Russia is a huge country. In theory, one can choose between millions of different ways to spend their free time. However there are few that seem to be extremely popular among people. These are mainly determined by the economic and political development of the country. The most common ones are the most practical ones. Mainly, people choose a specific way to spend their holidays according to their available budget and the benefit of leisure activity.
During the XX century, Russia witnessed significant social and economic changes. These brought the country into isolation, and created difficult social conditions. Traditional European holidays were no longer possible, since the population suffered from the civil war, intervention and radical change in social and economic structure. Efficiency and rationalization guided the country’s holiday paths. The natural reaction to the internal changes was the development of Dacha residences.
The aforementioned Dacha means a seasonal or all-year second home, often located in the former suburbs of Soviet cities. In some cases, they are occupied for part of the year by their owners and rented out to urban residents as summer retreats. Dachas are very common for Post-Soviet countries, and are also widespread in some other former Warsaw Treaty countries.
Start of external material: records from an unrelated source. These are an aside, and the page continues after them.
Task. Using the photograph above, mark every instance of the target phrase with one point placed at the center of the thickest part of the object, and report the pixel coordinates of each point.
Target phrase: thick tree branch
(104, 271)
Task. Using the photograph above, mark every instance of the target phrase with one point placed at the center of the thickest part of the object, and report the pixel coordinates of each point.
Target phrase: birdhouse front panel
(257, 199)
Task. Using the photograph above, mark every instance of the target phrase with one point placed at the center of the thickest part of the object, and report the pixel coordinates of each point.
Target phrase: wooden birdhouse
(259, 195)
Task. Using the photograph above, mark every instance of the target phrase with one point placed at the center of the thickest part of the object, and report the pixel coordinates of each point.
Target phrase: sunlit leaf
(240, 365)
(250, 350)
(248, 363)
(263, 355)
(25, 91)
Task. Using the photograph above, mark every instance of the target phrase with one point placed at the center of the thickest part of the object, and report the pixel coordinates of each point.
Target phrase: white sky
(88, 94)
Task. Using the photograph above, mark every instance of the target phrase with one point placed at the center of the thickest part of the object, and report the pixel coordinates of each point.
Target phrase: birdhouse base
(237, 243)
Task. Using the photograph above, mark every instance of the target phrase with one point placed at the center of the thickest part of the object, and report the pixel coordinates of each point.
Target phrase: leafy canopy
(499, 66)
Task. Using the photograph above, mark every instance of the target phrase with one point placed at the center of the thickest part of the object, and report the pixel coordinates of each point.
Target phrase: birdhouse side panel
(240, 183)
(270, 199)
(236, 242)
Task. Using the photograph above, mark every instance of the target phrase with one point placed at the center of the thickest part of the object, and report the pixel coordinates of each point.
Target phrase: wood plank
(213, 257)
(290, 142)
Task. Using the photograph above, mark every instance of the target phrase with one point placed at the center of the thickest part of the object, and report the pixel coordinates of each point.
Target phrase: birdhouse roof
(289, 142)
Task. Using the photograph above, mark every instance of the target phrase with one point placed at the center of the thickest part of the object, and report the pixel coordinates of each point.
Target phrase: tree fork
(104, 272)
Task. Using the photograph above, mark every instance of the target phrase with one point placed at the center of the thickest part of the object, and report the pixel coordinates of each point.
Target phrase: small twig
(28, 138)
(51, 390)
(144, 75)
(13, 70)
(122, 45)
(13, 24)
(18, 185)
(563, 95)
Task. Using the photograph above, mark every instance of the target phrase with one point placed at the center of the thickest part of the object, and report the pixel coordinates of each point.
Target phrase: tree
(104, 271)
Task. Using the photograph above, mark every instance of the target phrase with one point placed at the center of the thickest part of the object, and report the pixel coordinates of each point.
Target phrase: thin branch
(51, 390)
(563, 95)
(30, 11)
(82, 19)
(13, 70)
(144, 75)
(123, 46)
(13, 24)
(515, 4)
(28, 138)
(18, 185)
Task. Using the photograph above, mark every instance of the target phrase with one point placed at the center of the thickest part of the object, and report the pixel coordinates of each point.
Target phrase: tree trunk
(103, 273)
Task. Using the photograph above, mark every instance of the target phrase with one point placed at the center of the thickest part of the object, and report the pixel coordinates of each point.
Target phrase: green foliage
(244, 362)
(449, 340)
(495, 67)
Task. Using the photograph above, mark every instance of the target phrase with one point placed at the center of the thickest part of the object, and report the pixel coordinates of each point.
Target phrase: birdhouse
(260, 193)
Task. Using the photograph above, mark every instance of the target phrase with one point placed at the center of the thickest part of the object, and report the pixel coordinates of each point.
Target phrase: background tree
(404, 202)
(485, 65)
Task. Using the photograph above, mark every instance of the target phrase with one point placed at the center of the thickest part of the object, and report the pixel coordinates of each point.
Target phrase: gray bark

The popularity of Dacha is connected to its relatively cheap price for rent during the Soviet times. However the collapse of the Soviet Union saw the return to private property. Most Dachas have since been privatized and Russia is now the nation with the largest number of owners of second homes. The increase in living standards in recent years has allowed many Dacha owners to spend their discretionary income on improvements. Thus, many recently built Dachas are fully equipped houses suitable for use as permanent residences. The market-oriented economy transformed the Dacha into an asset, which generally reflects the prosperity of its owner and can be freely traded in the real estate market.
The habit to spend summer and holidays at one’s Dacha has become very popular in Russia. Few summer events are possible without a family gathering at their Dacha. The Soviet economy was struggling with private property, and so rentable summer houses for urban dwellers were created. The idea was to force the working class to work in agriculture and leave more space for industrial development. Decades later, summer houses were privatized and became the national holiday strategy.